The major contributions of this work are three-fold:

- For the first time, we introduce the n-gram model as an effective means of achieving differential privacy in the context of sequential data. To better suit differential privacy, we propose the use of a novel variable-length n-gram model, which balances the trade-off between information of the underlying database retained and the magnitude of Laplace noise added. The variable-length n-gram model intrinsically fits differential privacy in the sense that it retains the essential information of a sequential dataset in terms of a set of high-quality n-grams whose counts are large enough to resist Laplace noise.

-We develop a series of techniques to guarantee good utility under the variable-length n-gram model, including an adaptive privacy budget allocation scheme, a formal choice of a threshold value, and the enforcement of consistency constraints. These techniques make use of the inherent Markov assumption in a n-gram model. In addition, we develop an efficient method to generate a synthetic dataset from released n-grams, enabling a wider spectrum of data analysis tasks.

-We conduct an extensive experimental study on the variable-length n-gram model over real-life datasets, which provides important insights for future work. In particular, we demonstrate that our solution substantially outperforms the state-of-the-art techniques in terms of count query and frequent sequential pattern mining.

2. Private Histogram Publishing [ICDM2012]:

Differential privacy can be used to release different types of data, and, in particular, histograms, which provide useful summaries of a dataset. Several differentially private histogram releasing schemes have been proposed recently. However, most of them directly add noise to the histogram counts, resulting in undesirable accuracy.
In this work, we propose two sanitization techniques that exploit the inherent redundancy of real-life datasets in order to boost the accuracy of histograms. They lossily compress the data and sanitize the compressed data. Our first scheme is an optimization of the Fourier Perturbation Algorithm (FPA) presented in [13]. It improves the accuracy of the initial FPA by a factor of 10. The other scheme relies on clustering and exploits the redundancy between bins. Our extensive experimental evaluation over various real-life and synthetic datasets demonstrates that our techniques preserve very accurate distributions and considerably improve the accuracy of range queries over attributed histograms.


[CCS12] R. Chen, G. Ács, C. Castelluccia. Differentially Private Sequential Data Publication via Variable-Length N-Grams In 19th ACM Conference on Computer and Communications Security (CCS), 2012. (pdf)

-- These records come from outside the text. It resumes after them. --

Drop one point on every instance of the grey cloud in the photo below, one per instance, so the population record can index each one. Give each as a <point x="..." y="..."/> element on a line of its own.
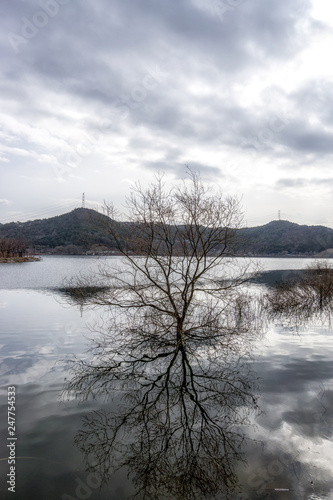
<point x="300" y="182"/>
<point x="179" y="169"/>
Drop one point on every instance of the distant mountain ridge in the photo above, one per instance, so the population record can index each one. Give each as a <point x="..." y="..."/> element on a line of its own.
<point x="84" y="230"/>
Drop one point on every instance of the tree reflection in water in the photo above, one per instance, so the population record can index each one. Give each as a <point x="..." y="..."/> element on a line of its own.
<point x="180" y="424"/>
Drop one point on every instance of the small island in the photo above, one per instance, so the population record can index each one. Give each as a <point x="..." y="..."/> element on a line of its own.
<point x="13" y="250"/>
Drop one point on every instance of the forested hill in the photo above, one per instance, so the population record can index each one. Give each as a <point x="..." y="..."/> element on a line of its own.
<point x="78" y="231"/>
<point x="84" y="230"/>
<point x="278" y="237"/>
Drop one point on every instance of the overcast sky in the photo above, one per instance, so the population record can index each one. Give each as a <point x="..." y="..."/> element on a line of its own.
<point x="98" y="94"/>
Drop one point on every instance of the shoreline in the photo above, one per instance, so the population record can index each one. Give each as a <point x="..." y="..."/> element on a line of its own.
<point x="17" y="260"/>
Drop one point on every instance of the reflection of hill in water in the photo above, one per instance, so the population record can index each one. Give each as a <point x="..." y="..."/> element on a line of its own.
<point x="272" y="278"/>
<point x="183" y="403"/>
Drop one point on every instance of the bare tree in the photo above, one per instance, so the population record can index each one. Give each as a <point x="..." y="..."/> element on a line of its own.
<point x="176" y="341"/>
<point x="307" y="298"/>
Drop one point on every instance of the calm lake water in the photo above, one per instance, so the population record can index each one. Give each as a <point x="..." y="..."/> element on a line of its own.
<point x="40" y="331"/>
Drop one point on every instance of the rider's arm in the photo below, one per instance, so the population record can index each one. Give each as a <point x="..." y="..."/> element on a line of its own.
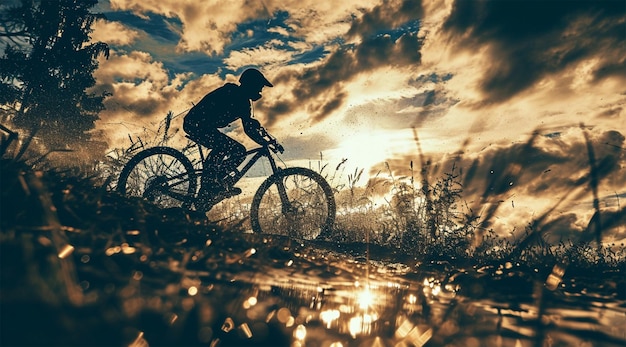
<point x="251" y="127"/>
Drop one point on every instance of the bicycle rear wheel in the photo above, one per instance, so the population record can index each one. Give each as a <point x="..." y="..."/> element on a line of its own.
<point x="161" y="175"/>
<point x="296" y="202"/>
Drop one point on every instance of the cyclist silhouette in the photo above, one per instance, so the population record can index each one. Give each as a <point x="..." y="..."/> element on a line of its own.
<point x="216" y="111"/>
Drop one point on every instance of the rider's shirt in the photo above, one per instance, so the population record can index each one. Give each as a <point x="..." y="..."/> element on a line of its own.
<point x="219" y="108"/>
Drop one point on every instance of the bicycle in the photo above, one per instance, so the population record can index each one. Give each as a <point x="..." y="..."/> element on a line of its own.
<point x="294" y="201"/>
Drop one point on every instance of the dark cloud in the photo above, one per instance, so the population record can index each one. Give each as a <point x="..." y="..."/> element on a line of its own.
<point x="387" y="15"/>
<point x="530" y="39"/>
<point x="399" y="45"/>
<point x="543" y="167"/>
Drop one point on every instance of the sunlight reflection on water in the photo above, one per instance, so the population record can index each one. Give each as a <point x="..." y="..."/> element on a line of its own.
<point x="416" y="312"/>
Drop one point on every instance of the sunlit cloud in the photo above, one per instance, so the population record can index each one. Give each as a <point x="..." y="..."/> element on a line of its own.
<point x="470" y="83"/>
<point x="124" y="36"/>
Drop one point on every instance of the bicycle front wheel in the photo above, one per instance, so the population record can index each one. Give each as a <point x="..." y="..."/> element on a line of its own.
<point x="295" y="202"/>
<point x="161" y="175"/>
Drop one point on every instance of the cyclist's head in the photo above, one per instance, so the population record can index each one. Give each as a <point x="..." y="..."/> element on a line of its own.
<point x="254" y="81"/>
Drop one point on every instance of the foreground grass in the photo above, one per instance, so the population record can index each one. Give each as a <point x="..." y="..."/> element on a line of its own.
<point x="81" y="265"/>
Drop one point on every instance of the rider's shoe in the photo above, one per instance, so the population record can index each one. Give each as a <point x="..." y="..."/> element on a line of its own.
<point x="210" y="197"/>
<point x="229" y="191"/>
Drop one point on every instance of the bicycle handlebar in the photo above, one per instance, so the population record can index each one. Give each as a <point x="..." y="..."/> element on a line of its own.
<point x="272" y="143"/>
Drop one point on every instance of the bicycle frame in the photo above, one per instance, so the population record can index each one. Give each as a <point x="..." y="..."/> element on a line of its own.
<point x="252" y="156"/>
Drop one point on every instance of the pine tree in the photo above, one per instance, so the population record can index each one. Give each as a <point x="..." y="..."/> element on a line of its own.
<point x="47" y="69"/>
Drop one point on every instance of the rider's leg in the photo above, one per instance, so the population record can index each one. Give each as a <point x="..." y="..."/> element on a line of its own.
<point x="226" y="155"/>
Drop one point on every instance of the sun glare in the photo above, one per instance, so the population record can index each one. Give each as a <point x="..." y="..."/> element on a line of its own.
<point x="364" y="150"/>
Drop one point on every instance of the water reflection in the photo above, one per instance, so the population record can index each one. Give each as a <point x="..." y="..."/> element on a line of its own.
<point x="421" y="311"/>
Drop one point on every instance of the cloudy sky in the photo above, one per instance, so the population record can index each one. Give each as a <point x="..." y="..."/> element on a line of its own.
<point x="510" y="92"/>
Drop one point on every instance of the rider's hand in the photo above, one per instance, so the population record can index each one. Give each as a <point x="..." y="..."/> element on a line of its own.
<point x="279" y="147"/>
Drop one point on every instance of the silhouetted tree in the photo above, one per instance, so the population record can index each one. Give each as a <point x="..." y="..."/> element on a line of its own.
<point x="48" y="66"/>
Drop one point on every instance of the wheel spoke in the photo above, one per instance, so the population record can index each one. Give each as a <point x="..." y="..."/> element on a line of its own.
<point x="304" y="211"/>
<point x="160" y="174"/>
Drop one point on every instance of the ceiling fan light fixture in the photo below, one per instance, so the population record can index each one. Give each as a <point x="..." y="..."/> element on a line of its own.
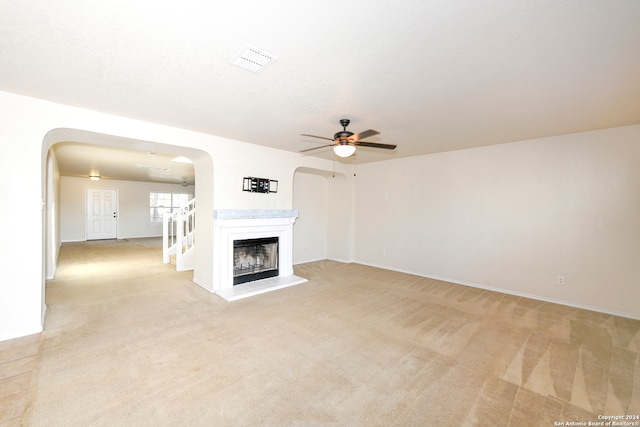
<point x="344" y="150"/>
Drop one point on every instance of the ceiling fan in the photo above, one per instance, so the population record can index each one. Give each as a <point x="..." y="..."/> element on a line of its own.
<point x="345" y="142"/>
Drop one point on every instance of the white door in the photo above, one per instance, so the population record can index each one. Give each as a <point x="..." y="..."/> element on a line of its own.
<point x="102" y="213"/>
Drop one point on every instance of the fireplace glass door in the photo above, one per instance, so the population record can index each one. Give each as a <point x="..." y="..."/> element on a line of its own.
<point x="254" y="259"/>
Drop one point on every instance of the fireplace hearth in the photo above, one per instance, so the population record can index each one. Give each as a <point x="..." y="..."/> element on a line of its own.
<point x="231" y="267"/>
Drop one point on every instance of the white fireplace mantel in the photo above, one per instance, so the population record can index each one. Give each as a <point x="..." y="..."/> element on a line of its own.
<point x="241" y="224"/>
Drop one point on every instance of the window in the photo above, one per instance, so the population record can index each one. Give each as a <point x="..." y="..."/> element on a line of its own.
<point x="159" y="203"/>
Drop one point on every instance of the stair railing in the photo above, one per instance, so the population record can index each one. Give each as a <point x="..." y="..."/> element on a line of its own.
<point x="178" y="232"/>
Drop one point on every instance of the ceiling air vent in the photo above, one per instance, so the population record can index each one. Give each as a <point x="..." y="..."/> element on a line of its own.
<point x="252" y="59"/>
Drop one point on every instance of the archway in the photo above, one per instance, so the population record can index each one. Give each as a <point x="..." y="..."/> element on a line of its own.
<point x="203" y="168"/>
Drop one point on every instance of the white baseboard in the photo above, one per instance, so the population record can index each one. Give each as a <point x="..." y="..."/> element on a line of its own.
<point x="507" y="291"/>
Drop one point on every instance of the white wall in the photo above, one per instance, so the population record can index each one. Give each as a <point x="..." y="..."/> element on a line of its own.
<point x="513" y="217"/>
<point x="311" y="199"/>
<point x="30" y="127"/>
<point x="133" y="206"/>
<point x="324" y="226"/>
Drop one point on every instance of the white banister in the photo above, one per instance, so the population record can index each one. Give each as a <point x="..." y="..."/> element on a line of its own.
<point x="178" y="236"/>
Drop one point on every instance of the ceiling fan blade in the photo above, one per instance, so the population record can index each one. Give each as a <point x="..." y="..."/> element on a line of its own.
<point x="365" y="134"/>
<point x="315" y="136"/>
<point x="376" y="145"/>
<point x="315" y="148"/>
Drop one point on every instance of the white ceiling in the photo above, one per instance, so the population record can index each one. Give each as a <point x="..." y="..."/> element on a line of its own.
<point x="429" y="75"/>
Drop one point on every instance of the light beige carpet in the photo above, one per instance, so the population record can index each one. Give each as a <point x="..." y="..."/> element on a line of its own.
<point x="130" y="342"/>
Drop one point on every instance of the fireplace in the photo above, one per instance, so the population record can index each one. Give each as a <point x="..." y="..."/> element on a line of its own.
<point x="231" y="268"/>
<point x="254" y="259"/>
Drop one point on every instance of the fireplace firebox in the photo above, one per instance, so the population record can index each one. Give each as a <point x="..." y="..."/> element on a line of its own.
<point x="255" y="259"/>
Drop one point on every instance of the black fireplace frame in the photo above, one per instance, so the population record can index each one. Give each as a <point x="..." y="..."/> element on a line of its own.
<point x="265" y="274"/>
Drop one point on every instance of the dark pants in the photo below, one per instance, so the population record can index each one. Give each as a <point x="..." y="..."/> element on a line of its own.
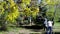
<point x="49" y="30"/>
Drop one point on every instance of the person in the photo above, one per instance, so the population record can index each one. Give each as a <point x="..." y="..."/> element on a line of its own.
<point x="45" y="24"/>
<point x="49" y="30"/>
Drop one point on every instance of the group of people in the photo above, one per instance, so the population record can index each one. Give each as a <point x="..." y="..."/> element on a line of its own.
<point x="48" y="25"/>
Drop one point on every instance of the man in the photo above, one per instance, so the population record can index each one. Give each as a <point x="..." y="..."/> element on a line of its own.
<point x="49" y="30"/>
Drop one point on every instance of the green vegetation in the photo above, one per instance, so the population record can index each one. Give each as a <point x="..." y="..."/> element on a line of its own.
<point x="15" y="12"/>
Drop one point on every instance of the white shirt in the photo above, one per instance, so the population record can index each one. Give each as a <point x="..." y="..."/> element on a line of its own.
<point x="50" y="23"/>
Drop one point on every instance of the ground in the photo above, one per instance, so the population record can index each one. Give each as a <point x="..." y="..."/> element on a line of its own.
<point x="20" y="30"/>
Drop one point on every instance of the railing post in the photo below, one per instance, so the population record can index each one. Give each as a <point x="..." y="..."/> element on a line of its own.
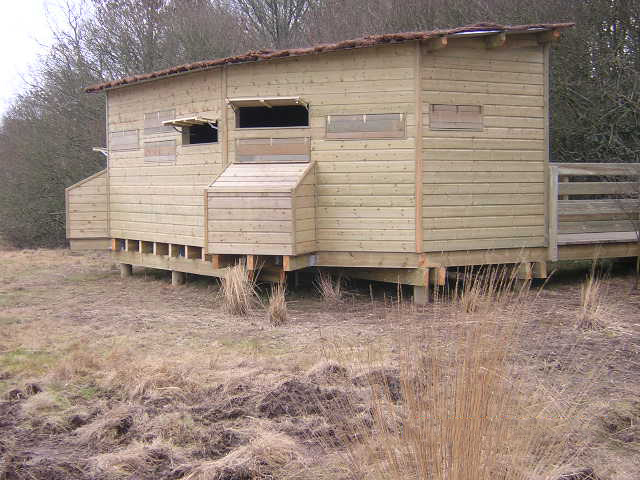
<point x="553" y="213"/>
<point x="563" y="179"/>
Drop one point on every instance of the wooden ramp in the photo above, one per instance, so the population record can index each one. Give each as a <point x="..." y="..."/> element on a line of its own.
<point x="594" y="210"/>
<point x="261" y="209"/>
<point x="86" y="213"/>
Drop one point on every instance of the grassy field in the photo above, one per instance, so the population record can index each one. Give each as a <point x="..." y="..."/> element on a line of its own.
<point x="102" y="378"/>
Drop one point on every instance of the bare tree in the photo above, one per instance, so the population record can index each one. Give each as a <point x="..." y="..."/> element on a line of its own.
<point x="275" y="23"/>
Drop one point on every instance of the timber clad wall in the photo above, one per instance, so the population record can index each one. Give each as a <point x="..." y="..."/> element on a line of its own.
<point x="162" y="200"/>
<point x="485" y="189"/>
<point x="87" y="208"/>
<point x="482" y="187"/>
<point x="365" y="188"/>
<point x="262" y="209"/>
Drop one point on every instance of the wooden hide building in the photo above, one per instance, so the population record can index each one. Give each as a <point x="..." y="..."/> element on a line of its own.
<point x="393" y="156"/>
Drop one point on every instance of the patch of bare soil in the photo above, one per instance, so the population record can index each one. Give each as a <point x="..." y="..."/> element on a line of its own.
<point x="106" y="379"/>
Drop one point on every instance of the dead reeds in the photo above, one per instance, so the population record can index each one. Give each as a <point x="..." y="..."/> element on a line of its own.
<point x="329" y="287"/>
<point x="238" y="290"/>
<point x="591" y="307"/>
<point x="277" y="309"/>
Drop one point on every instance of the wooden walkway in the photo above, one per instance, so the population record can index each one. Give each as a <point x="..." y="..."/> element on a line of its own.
<point x="593" y="204"/>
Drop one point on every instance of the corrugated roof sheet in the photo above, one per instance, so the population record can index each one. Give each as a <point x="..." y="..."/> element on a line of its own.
<point x="363" y="42"/>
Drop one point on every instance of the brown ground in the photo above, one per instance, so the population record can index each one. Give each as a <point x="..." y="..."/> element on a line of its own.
<point x="104" y="378"/>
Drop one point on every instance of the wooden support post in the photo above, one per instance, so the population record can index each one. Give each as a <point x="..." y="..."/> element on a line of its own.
<point x="563" y="179"/>
<point x="540" y="270"/>
<point x="552" y="212"/>
<point x="496" y="41"/>
<point x="126" y="270"/>
<point x="177" y="278"/>
<point x="419" y="168"/>
<point x="146" y="247"/>
<point x="252" y="261"/>
<point x="420" y="295"/>
<point x="524" y="272"/>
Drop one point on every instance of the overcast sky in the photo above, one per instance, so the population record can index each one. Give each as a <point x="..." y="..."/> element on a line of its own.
<point x="24" y="33"/>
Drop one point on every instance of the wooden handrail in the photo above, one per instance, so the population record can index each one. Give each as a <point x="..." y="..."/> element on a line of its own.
<point x="597" y="169"/>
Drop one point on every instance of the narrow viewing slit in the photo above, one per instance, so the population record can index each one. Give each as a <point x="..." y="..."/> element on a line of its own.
<point x="196" y="134"/>
<point x="274" y="117"/>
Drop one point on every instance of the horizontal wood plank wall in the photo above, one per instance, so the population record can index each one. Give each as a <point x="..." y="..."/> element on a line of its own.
<point x="163" y="201"/>
<point x="257" y="209"/>
<point x="87" y="208"/>
<point x="365" y="187"/>
<point x="485" y="189"/>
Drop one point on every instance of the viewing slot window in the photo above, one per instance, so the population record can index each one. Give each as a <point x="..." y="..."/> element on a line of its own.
<point x="377" y="125"/>
<point x="199" y="134"/>
<point x="456" y="117"/>
<point x="195" y="130"/>
<point x="270" y="112"/>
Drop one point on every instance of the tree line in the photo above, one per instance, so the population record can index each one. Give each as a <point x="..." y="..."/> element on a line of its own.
<point x="47" y="134"/>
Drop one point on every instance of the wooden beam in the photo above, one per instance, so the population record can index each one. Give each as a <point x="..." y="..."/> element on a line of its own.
<point x="177" y="278"/>
<point x="126" y="270"/>
<point x="146" y="247"/>
<point x="496" y="41"/>
<point x="297" y="262"/>
<point x="252" y="261"/>
<point x="224" y="117"/>
<point x="419" y="169"/>
<point x="540" y="270"/>
<point x="548" y="36"/>
<point x="206" y="223"/>
<point x="403" y="276"/>
<point x="434" y="44"/>
<point x="552" y="213"/>
<point x="524" y="271"/>
<point x="420" y="295"/>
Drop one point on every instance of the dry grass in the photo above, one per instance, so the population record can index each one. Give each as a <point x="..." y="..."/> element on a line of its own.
<point x="466" y="415"/>
<point x="238" y="290"/>
<point x="591" y="311"/>
<point x="143" y="381"/>
<point x="330" y="287"/>
<point x="277" y="308"/>
<point x="481" y="289"/>
<point x="268" y="455"/>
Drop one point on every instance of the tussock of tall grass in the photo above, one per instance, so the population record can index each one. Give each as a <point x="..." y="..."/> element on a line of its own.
<point x="481" y="289"/>
<point x="466" y="408"/>
<point x="462" y="411"/>
<point x="268" y="455"/>
<point x="329" y="287"/>
<point x="591" y="306"/>
<point x="238" y="290"/>
<point x="277" y="309"/>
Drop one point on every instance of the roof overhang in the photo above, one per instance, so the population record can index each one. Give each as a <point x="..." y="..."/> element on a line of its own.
<point x="549" y="31"/>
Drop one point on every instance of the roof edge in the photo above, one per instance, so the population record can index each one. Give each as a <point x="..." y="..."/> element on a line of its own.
<point x="362" y="42"/>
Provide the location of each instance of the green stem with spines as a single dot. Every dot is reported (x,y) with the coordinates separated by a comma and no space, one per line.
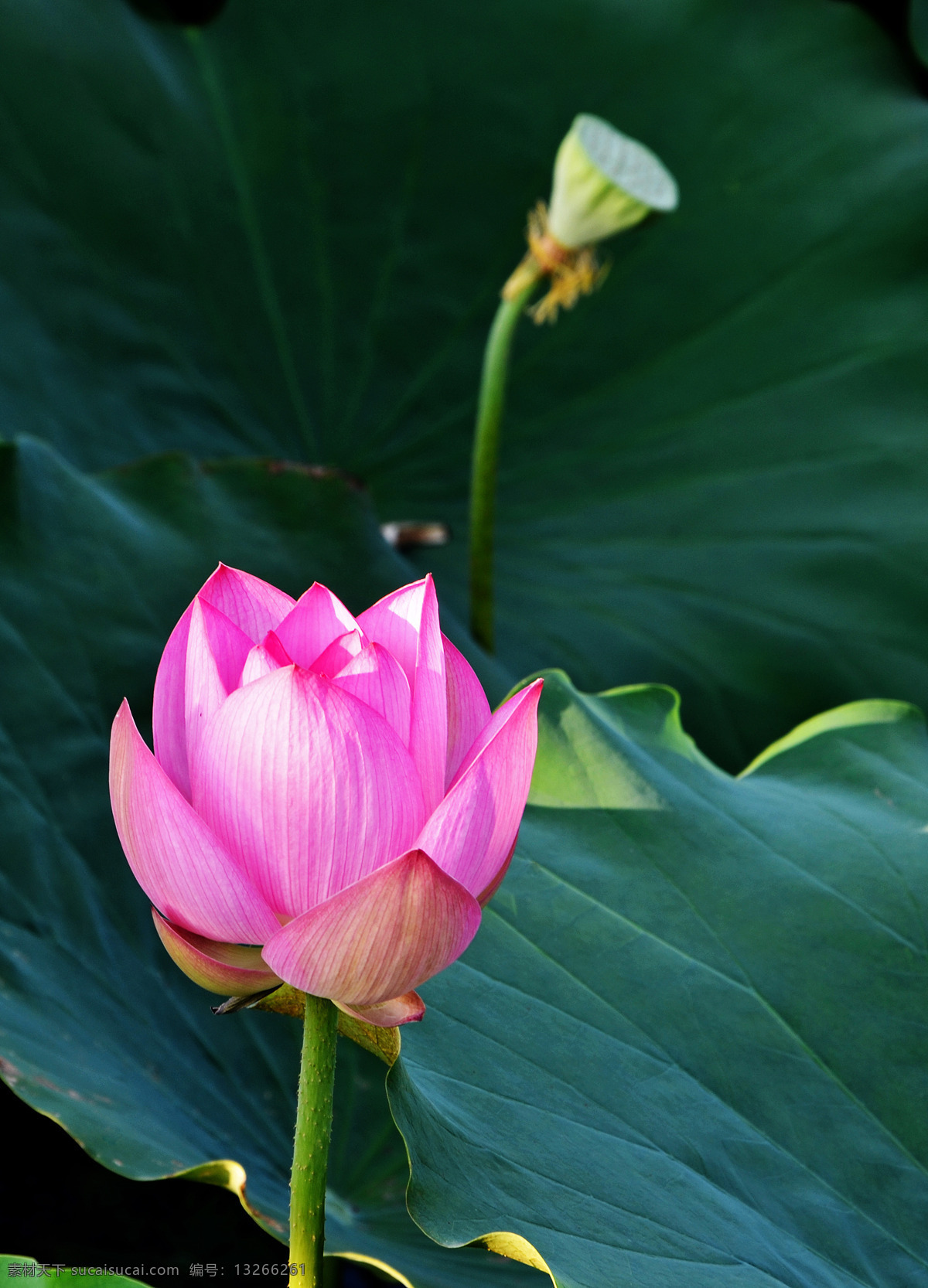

[ICDM12] G. Ács, R. Chen, C. Castelluccia. Differentially Private Histogram Publishing through Lossy Compression, IEEE International Conference on Data Mining (ICDM), 2012. (pdf)

Code Release:

The script generates the set of noisy n-grams up to size n_max (get code).
This code includes the synthetic database reconstruction mechanism detailed in Section 4.3.5 of the paper [CCS2012].

The script implements the histogram sanitization algorithm described in [ICDM12] (get code).


This work was supported in part by a grant from the EIT ICT Labs to INRIA.